I called on Jesus Christ with an utterly exhausted and empty love tank. I called on Jesus Christ with no idea what meaning was anymore. Through that indwelling, through that connection I have seen my love tank slowly (not instantly) restored, and my sense of meaning being made (not instantly made) perfect by the communications of God through scripture matched with personal experience on a day to day basis. They will treat us terribly, they will mock our faith, they will call us liars, they will call us intolerant, they will attack our faith, and they will even physically attack us for what we believe.
What do we do?
My question is: What did Jesus do?
Jesus Christ shared his perfect message with his disciples and with numerous thousands in crowds. What did those people do to him? They conspired against him, rejected his message, betrayed him, and then killed him. And as Jesus Christ hung on the cross, slowly dying, beaten and bleeding, mocked and ridiculed, forced with a crown of thorns, he prayed one last time to the Father on their behalf and said, “Forgive them Father, they know not what they do.”

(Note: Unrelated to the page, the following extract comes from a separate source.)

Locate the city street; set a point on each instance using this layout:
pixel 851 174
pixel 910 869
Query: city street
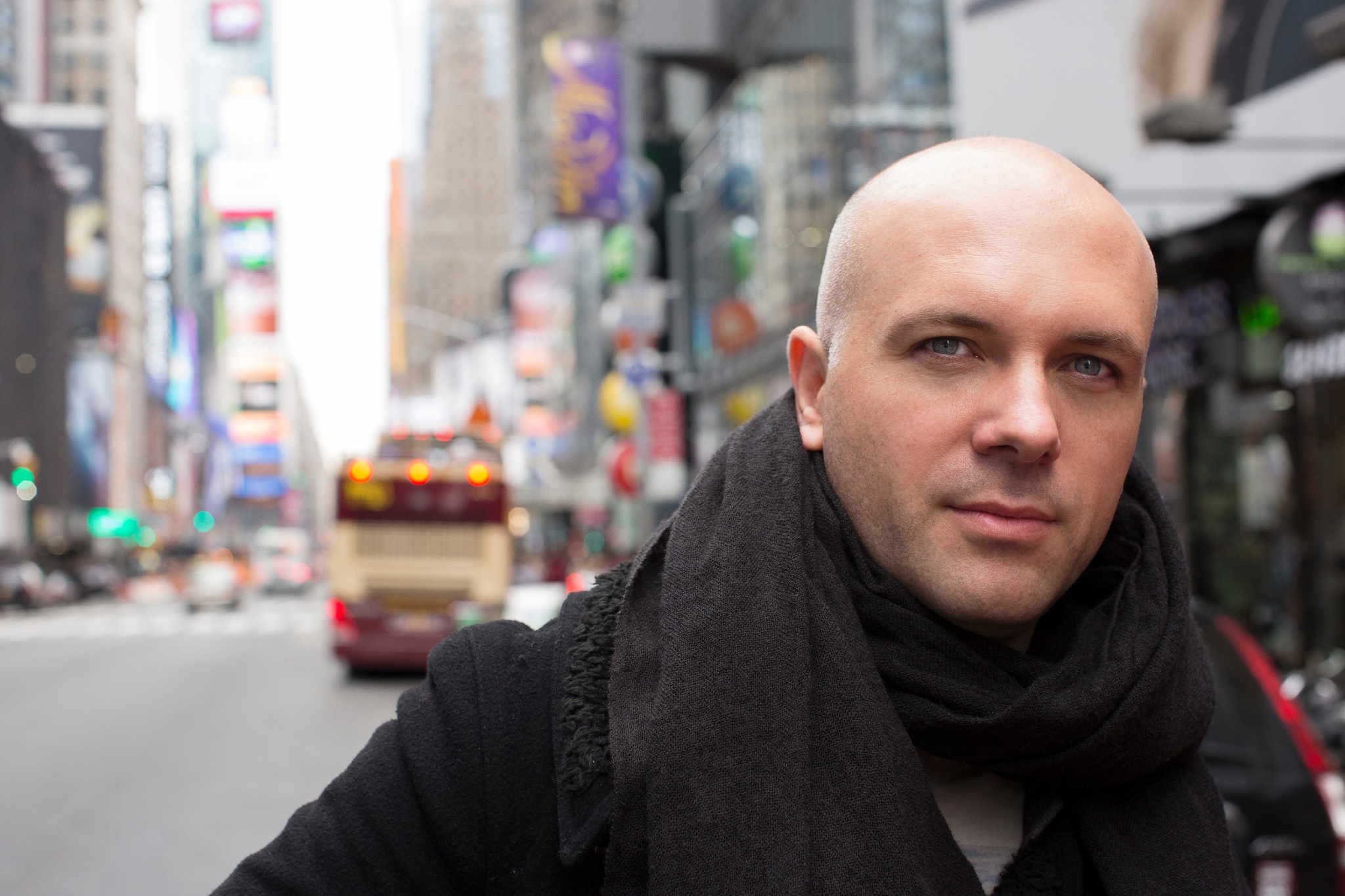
pixel 146 752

Forgive them Father, they know not what they do. We are called to be exactly that picture of love. As they mock our faith, intensely ridicule us, challenge the Bible, challenge our every statement, rewrite the rules of logic, rewrite the rules of morality, and do away with meaning all together, despite all of it, we must, must, must show them the powerful love of Jesus Christ both at work in our lives and in expression verbally. At the same time praying to our heavenly Father and saying to him, “Father, forgive them, they don’t know what they’re doing.”